Ramanujan's Lost Notebook

Ramanujan's Lost Notebook

Srinivasa Ramanujan's lost notebook is the manuscript in which Ramanujan, the great Indian mathematician and later a Fellow of Trinity College, Cambridge, recorded the mathematical discoveries of the last year of his life. It was rediscovered by George Andrews in 1976, in a box of effects of G. N. Watson stored at the Wren Library at Trinity College, Cambridge. The "notebook" is not a book, but consists of 87 loose and unordered sheets of paper, with more than 600 of Ramanujan's formulas.

George E. Andrews and Bruce C. Berndt (2005, 2009) have published several books in which they give proofs for Ramanujan's formulas included in the notebook. Berndt says of the notebooks' discovery: "The discovery of this 'Lost Notebook' caused roughly as much stir in the mathematical world as the discovery of Beethoven’s tenth symphony would cause in the musical world." (Peterson 2006)

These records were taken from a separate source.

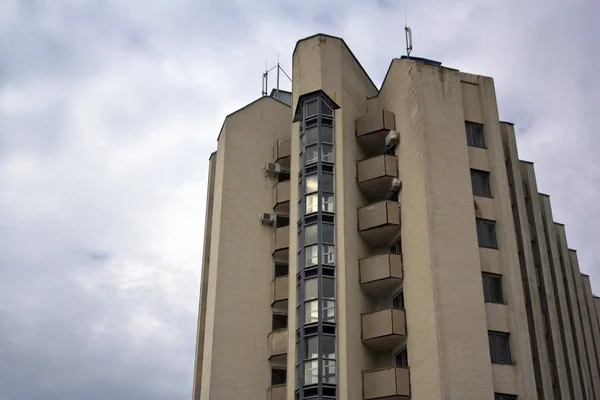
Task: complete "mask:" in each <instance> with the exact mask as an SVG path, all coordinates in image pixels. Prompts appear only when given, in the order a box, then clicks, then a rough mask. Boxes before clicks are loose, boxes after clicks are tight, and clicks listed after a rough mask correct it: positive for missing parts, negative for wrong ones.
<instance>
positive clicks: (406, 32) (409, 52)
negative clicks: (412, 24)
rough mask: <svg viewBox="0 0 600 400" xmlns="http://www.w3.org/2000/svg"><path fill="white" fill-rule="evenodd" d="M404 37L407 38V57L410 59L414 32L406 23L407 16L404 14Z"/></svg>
mask: <svg viewBox="0 0 600 400" xmlns="http://www.w3.org/2000/svg"><path fill="white" fill-rule="evenodd" d="M404 36H405V38H406V56H407V57H408V58H410V52H411V51H412V31H411V30H410V27H409V26H408V24H407V22H406V14H404Z"/></svg>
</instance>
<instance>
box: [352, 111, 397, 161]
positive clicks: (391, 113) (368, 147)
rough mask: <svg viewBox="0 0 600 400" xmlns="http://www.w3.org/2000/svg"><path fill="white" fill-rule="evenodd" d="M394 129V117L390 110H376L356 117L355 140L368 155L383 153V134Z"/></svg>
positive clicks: (380, 153) (366, 153)
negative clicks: (370, 112) (359, 116)
mask: <svg viewBox="0 0 600 400" xmlns="http://www.w3.org/2000/svg"><path fill="white" fill-rule="evenodd" d="M392 129H396V117H395V116H394V113H393V112H391V111H385V110H383V111H376V112H374V113H371V114H367V115H364V116H362V117H359V118H357V119H356V140H357V141H358V144H359V145H360V147H361V148H362V149H363V151H364V152H365V153H366V154H367V155H368V156H374V155H377V154H381V153H383V151H384V149H385V136H386V135H387V134H388V132H389V131H390V130H392Z"/></svg>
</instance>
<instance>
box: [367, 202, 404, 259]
mask: <svg viewBox="0 0 600 400" xmlns="http://www.w3.org/2000/svg"><path fill="white" fill-rule="evenodd" d="M358 230H359V232H360V235H361V236H362V238H363V239H364V240H365V241H366V242H367V243H369V244H370V245H371V246H373V247H383V246H389V245H390V244H391V243H392V242H393V241H394V239H395V238H396V237H397V236H398V234H399V233H400V203H398V202H396V201H389V200H387V201H380V202H379V203H373V204H369V205H368V206H364V207H360V208H359V209H358Z"/></svg>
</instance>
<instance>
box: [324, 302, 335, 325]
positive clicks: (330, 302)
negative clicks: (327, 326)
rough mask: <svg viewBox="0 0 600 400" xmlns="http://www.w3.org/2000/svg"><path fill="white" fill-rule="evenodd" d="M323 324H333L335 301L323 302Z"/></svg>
mask: <svg viewBox="0 0 600 400" xmlns="http://www.w3.org/2000/svg"><path fill="white" fill-rule="evenodd" d="M323 322H329V323H335V301H333V300H323Z"/></svg>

Read more about Ramanujan's Lost Notebook:  History, Contents of The Notebook

Famous quotes containing the words lost and/or notebook:

    Teaching is not a lost art, but the regard for it is a lost tradition.
    Jacques Barzun (b. 1907)

    When the landscape buckles and jerks around, when a dust column of debris rises from the collapse of a block of buildings on bodies that could have been your own, when the staves of history fall awry and the barrel of time bursts apart, some turn to prayer, some to poetry: words in the memory, a stained book carried close to the body, the notebook scribbled by hand—a center of gravity.